Using PlayReady Key Server

Shaka Packager can talk to PlayReady Key Server that implements AcquirePackagingData Web Method specification to fetch encryption keys.

Refer to DRM if you are interested in generating multi-DRM contents.

Synopsis

$ packager <stream_descriptor> ... \
  --enable_playready_encryption \
  --playready_server_url <playready_server_url> \
  --program_identifier <program_identifier> \
  --client_cert_file <client_cert_file> \
  --client_cert_private_key_file <client_cert_private_key_file> \
  --client_cert_private_key_password <client_cert_private_key_password> \
  --ca_file <ca_file> \
  [Other options, e.g. DASH options, HLS options]

The –client_cert_xx and –ca_file parameters can be omitted if not required by the key server.

Configuration options

DRM related Stream descriptor fields

skip_encryption=0|1:

Optional. Defaults to 0 if not specified. If it is set to 1, no encryption of the stream will be made.

drm_label:

Optional value for custom DRM label, which defines the encryption key applied to the stream. Typically values include AUDIO, SD, HD, UHD1, UHD2. For raw key, it should be a label defined in –keys. If not provided, the DRM label is derived from stream type (video, audio), resolutions, etc. Note that it is case sensitive.

General encryption options

--protection_scheme <scheme>

Specify a protection scheme, ‘cenc’ or ‘cbc1’ or pattern-based protection schemes ‘cens’ or ‘cbcs’.

--crypt_byte_block

Specify the count of the encrypted blocks in the protection pattern, where block is of size 16-bytes.

There are three common patterns (crypt_byte_block:skip_byte_block): 1:9 (default), 5:5, 10:0.

Apply to video streams with ‘cbcs’ and ‘cens’ protection schemes only; ignored otherwise.

--skip_byte_block

Specify the count of the unencrypted blocks in the protection pattern.

Apply to video streams with ‘cbcs’ and ‘cens’ protection schemes only; ignored otherwise.

--vp9_subsample_encryption, --novp9_subsample_encryption

Enable / disable VP9 subsample encryption. Enabled by default.

--clear_lead <seconds>

Clear lead in seconds if encryption is enabled. Shaka Packager does not support partial encrypted segments, all the segments including the partial segment overlapping with the initial ‘clear_lead’ seconds are not encrypted, with all the following segments encrypted. If segment_duration is greater than ‘clear_lead’, then only the first segment is not encrypted. Default: 5

--protection_systems

Protection systems to be generated. Supported protection systems include Widevine, PlayReady, FairPlay, Marlin, and CommonSystem.
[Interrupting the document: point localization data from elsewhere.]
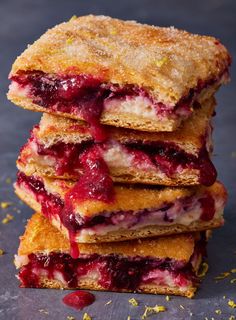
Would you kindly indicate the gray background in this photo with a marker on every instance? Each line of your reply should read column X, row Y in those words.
column 23, row 21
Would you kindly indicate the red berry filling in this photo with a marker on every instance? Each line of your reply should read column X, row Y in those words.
column 79, row 299
column 165, row 156
column 85, row 94
column 74, row 223
column 114, row 272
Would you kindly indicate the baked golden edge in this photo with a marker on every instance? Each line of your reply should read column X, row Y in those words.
column 124, row 234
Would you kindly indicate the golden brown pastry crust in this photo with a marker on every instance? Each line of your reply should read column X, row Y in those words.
column 166, row 61
column 188, row 177
column 189, row 136
column 92, row 285
column 131, row 198
column 178, row 247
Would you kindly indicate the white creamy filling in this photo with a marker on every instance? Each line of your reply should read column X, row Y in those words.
column 155, row 277
column 139, row 106
column 177, row 213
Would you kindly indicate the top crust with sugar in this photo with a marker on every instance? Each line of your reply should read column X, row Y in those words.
column 167, row 62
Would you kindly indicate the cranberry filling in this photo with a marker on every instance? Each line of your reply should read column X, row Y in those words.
column 116, row 272
column 85, row 95
column 79, row 299
column 74, row 223
column 166, row 156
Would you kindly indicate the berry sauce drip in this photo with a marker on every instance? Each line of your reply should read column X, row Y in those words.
column 94, row 184
column 79, row 299
column 115, row 272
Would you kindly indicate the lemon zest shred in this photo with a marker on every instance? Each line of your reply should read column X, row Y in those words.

--playready_extra_header_data <string>

Extra XML data to add to PlayReady PSSH data. Can be specified even if using another key source.
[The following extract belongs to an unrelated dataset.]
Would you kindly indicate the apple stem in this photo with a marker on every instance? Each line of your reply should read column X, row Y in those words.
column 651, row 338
PlayReady encryption options

--enable_playready_encryption

Enable encryption with PlayReady key. This generates PlayReady protection system if –protection_systems is not specified. Use –protection_system to generate multiple protection systems.

--playready_server_url <url>

PlayReady packaging server url.

--program_identifier <program_identifier>

Program identifier for packaging request.

--ca_file <file path>

Absolute path to the certificate authority file for the server cert. PEM format. Optional, depends on server configuration.

--client_cert_file <file path>

Absolute path to client certificate file. Optional, depends on server configuration.

--client_cert_private_key_file <file path>

Absolute path to the private key file. Optional, depends on server configuration.

--client_cert_private_key_password <string>

Password to the private key file. Optional, depends on server configuration.